No one felt this more sharply than a man at an actual founding. In 1789 Thomas Jefferson wrote to James Madison, uneasy about the document he was helping make permanent: “the earth belongs always to the living generation… Every constitution, then, and every law, naturally expires at the end of 19 years. If it be enforced longer, it is an act of force and not of right.” A founder, at the founding, begging the future not to be imprisoned by his seed. That is the exact question on the bench in front of us — asked 237 years early. What does a founding generation owe the unborn?
Seed correctability, not correctness.
Here is the turn, and it lifts the weight off your shoulders even as it hands you the pen. The duty is not to be right. No founding generation has ever managed it, and the ones who tried hardest to lock in their certainty did the most damage. The duty of Generation Zero is to seed the right to be corrected — to lay the seed so a later generation can fix what we froze. Three obligations, none heroic, each small enough for one person:
Write the true and generous thing — because the diet is only one percent, and one percent is the entire distance between a 9% mind and a 51% one. Your honesty is not symbolic. It is mechanical input to the character of your successor.

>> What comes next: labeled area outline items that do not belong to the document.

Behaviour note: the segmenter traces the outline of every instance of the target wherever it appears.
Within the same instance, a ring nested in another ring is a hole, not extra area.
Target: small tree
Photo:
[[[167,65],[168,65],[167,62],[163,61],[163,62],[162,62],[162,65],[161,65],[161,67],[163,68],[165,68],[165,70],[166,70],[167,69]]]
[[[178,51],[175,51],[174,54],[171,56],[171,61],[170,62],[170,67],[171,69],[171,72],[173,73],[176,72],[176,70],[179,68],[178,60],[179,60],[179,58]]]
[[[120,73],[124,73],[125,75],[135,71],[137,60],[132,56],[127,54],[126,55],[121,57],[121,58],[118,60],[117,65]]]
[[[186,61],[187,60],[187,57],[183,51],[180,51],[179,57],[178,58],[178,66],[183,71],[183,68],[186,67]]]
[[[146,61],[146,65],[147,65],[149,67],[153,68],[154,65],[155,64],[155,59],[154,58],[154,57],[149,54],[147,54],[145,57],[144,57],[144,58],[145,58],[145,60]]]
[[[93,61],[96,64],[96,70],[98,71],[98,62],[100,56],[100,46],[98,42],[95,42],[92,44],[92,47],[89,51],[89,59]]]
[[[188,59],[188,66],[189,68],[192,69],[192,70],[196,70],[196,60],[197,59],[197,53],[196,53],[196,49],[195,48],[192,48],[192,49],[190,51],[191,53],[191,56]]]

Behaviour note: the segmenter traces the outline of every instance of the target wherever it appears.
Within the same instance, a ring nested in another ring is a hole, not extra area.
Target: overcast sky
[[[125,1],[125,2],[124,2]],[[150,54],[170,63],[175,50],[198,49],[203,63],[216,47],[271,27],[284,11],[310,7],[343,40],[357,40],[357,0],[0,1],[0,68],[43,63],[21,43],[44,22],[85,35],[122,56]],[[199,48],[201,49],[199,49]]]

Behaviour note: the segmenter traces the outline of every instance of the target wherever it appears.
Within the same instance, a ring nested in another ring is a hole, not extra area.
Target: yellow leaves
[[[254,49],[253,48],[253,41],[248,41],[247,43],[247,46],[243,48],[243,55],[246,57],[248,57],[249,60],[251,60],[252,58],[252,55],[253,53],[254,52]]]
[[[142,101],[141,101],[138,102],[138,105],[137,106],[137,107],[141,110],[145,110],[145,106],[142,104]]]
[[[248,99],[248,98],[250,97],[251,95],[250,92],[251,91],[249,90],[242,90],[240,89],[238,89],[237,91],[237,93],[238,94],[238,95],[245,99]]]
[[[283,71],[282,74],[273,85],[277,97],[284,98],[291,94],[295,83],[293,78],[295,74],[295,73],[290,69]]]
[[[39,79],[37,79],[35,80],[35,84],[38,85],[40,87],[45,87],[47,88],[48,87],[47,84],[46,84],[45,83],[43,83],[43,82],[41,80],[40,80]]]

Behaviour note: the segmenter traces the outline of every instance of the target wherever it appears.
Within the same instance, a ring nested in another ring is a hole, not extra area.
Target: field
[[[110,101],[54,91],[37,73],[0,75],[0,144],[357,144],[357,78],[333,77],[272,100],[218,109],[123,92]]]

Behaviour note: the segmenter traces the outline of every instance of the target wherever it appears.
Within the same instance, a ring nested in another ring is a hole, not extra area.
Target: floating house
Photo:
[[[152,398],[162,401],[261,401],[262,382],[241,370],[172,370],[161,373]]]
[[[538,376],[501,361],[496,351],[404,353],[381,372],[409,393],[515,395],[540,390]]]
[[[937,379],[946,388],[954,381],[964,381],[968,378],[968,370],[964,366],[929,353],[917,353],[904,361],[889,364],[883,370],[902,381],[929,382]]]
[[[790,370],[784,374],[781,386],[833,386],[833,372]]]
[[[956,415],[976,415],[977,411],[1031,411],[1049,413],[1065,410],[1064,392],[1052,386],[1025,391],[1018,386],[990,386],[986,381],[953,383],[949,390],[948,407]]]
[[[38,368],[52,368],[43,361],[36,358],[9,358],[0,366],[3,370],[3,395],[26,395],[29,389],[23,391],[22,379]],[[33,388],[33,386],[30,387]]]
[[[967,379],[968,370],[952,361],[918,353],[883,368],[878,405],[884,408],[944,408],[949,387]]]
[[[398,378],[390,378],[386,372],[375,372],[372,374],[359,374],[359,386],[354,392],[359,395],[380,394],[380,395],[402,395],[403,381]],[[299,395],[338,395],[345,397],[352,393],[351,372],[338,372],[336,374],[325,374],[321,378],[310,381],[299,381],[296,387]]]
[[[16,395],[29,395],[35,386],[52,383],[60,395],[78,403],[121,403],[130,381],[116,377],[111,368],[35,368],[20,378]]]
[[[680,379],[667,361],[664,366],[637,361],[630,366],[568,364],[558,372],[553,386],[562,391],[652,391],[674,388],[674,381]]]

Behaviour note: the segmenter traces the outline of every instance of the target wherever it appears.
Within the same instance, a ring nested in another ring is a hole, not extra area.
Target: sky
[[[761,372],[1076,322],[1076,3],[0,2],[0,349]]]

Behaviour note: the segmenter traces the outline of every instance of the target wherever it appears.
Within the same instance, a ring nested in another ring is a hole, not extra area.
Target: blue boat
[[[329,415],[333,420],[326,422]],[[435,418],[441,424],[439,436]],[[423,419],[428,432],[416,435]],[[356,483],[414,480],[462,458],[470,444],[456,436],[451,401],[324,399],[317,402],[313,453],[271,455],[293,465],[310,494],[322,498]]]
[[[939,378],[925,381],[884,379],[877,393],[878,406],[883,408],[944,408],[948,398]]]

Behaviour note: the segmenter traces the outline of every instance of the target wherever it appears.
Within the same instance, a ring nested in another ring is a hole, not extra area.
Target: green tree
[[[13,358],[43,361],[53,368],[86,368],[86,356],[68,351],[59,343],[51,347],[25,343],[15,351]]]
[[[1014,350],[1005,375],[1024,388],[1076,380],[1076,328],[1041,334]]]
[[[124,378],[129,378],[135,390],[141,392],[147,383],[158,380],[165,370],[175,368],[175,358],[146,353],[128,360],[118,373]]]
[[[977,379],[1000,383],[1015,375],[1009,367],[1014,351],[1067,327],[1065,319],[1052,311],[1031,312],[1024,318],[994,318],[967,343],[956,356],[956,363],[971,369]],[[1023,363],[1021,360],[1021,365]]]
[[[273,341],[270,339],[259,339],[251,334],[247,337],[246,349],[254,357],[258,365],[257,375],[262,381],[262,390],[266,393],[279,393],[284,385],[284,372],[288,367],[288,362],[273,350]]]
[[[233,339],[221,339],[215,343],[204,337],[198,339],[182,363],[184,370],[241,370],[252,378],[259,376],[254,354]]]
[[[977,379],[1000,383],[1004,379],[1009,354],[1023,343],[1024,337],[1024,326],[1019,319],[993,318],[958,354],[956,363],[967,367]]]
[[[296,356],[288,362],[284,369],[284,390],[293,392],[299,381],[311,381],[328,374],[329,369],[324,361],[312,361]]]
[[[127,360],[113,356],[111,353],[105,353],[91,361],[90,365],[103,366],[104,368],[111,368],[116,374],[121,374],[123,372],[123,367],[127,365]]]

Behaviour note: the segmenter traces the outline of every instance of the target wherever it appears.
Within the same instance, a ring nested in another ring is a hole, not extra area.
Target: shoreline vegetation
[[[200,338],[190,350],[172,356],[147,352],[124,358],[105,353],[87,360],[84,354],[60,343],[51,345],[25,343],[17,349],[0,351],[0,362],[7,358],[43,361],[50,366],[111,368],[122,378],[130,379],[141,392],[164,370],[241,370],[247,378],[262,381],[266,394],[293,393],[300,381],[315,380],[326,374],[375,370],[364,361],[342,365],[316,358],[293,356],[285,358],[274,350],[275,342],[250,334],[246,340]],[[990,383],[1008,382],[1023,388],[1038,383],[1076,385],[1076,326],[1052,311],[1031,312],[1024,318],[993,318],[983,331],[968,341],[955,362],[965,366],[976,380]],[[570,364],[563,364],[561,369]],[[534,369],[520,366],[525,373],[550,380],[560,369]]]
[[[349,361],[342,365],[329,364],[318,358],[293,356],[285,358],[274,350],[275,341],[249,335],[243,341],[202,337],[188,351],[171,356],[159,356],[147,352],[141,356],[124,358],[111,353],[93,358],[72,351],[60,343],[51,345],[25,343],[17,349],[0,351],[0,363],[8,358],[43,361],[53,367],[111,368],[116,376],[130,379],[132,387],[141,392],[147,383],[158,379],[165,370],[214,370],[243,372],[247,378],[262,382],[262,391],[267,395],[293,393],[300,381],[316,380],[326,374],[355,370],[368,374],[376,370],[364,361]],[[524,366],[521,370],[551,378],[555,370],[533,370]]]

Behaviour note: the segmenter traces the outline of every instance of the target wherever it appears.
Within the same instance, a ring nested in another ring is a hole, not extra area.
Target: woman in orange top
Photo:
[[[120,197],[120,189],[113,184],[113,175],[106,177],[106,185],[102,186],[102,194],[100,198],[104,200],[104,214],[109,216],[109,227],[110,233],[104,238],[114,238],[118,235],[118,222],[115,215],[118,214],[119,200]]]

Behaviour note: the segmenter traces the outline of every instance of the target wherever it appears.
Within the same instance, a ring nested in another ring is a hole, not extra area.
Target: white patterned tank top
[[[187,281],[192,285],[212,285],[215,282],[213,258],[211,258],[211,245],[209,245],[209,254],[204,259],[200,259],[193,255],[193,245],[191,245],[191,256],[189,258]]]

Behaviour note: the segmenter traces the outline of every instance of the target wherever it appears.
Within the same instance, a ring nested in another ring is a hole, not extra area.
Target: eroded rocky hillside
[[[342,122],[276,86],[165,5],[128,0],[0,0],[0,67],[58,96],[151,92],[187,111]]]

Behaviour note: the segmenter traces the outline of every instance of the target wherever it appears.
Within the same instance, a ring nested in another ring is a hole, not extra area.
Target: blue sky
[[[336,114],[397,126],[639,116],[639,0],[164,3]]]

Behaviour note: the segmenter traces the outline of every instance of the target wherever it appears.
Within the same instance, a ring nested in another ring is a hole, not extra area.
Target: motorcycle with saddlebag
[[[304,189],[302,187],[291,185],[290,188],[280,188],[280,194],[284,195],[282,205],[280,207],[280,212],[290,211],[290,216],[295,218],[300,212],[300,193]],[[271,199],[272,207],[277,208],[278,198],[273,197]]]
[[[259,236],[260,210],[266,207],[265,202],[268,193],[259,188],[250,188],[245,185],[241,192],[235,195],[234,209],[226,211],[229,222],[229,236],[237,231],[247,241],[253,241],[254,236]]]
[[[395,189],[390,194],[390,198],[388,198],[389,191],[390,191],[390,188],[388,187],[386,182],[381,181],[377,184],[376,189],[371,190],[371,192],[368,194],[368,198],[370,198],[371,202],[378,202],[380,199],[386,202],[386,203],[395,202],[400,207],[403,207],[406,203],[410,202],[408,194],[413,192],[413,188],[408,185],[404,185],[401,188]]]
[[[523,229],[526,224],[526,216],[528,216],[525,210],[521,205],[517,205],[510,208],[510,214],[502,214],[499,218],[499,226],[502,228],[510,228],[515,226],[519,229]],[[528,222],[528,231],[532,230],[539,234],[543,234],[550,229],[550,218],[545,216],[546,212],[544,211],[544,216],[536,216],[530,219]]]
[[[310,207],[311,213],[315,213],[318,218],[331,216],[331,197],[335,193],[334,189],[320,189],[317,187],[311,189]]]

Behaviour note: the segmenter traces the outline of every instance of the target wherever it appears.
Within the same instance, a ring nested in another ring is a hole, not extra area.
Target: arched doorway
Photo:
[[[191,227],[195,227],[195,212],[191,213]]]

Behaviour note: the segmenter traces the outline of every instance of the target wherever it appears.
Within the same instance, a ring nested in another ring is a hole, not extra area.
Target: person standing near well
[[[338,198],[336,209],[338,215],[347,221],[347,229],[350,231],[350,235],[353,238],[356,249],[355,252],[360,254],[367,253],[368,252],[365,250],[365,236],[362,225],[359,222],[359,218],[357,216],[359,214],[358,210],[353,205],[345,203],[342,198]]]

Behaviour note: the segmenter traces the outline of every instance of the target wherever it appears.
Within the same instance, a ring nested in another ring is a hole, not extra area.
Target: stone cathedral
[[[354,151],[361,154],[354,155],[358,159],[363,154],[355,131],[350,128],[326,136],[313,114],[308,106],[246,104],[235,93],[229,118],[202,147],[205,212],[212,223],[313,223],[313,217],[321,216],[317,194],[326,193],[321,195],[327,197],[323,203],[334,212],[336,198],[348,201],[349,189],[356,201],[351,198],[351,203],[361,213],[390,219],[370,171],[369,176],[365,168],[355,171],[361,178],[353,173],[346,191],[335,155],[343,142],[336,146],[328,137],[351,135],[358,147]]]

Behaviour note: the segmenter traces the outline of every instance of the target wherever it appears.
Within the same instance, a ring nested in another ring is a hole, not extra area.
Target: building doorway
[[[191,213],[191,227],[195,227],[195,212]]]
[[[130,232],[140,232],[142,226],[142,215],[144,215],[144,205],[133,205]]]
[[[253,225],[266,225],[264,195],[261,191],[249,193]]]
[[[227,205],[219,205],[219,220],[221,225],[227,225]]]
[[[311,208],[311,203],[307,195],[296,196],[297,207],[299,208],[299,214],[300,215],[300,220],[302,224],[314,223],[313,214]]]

Leave provenance. Cite, date, name your sources, so the future can trace which claim came from which witness. This is not new either — the Masoretes guarded scripture by counting every letter, an ancient checksum against the drift. It is exactly what this lab has been building: the MNEMA witness-lattice — memory that carries a signed, hash-chained record of where every piece came from, so nothing is lost silently — and Epistemic Infrastructure, which treats knowledge as a living metabolism that knows what to trust, update, and let die. The cure for a photocopy is a witness. A photocopy forgets it was ever copied. A witness signs every copy.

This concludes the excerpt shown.